Yavuz Sultan Selim, gösteriş ve ihtişama önem vermez, sadeliği sever, sade giyinirdi. Kendisi için fazla para sarfıyla lüks şeyler yapılmasını istemezdi. Bütün emeli devlet hazinesini, her ihtimale karşı dolu bırakmaktı.

Sultan, Sarayburnu ile Sirkeci arasındaki sahile basit bir köşk yapılmasını emretmiş, bunun üzerine bu mevkie Yalıköşkü inşa edilmişti. Sultan bir gün burayı gezerken, köşke çok masraf edildiğini görüp canı sıkıldı. Defterdar Abdüsselâm Bey’e:

“–Ben bu kadar sarf için ruhsat vermemiştim, sadece bir gölgelik yapılsın, diye emretmiştim!” şeklinde gürledi.

Defterdarın korkudan gözleri büyüdü:

“–Sultanım!” dedi. “Köşkü kendi malımdan hediye olarak yaptırmıştım, lütfen kabul edin!”

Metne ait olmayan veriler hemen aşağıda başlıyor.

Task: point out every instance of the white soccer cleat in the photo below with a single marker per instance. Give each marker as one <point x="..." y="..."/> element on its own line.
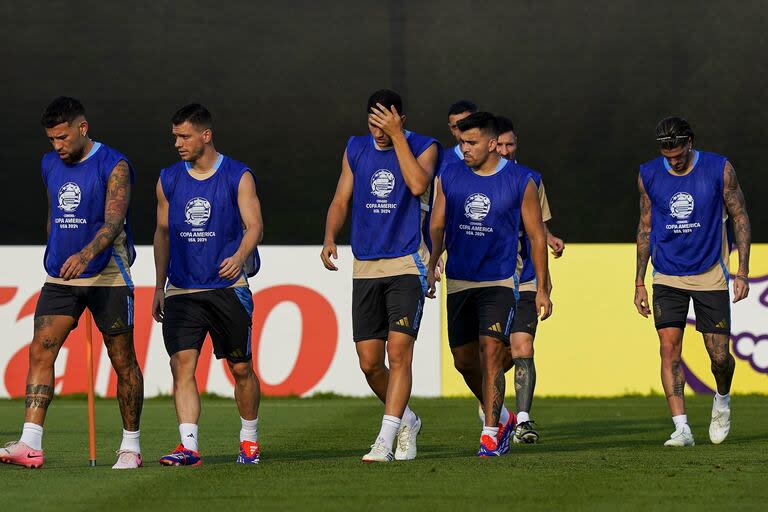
<point x="127" y="459"/>
<point x="379" y="453"/>
<point x="720" y="425"/>
<point x="681" y="437"/>
<point x="406" y="441"/>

Canını böyle kurtarabildi.*

YÜZÜĞÜN TAKILDIĞI PARMAK

Nevşehirli İbrahim Paşa 1662’de Bosna’da doğdu. Enderun’a alınıp, orada yetişerek Silâhtâr-ı Şehriyârî oldu. Diyarbekir, Şam ve Mısır valiliklerinde bulundu. Sultan III. Ahmed’in kızı Fatma Sultan ile evlenerek tarihe «Damat» olarak geçen İbrahim Paşa, Sadrazam olunca bir dizi reforma girişti, yeniçeri ağaları da dâhil olmak üzere devletin üst kademesinin maaşlarında dolaylı bir indirim yaptı. Kötüye giden ülke ekonomisini düzeltmek amacıyla, ilk defa paranın değerini düşürdü.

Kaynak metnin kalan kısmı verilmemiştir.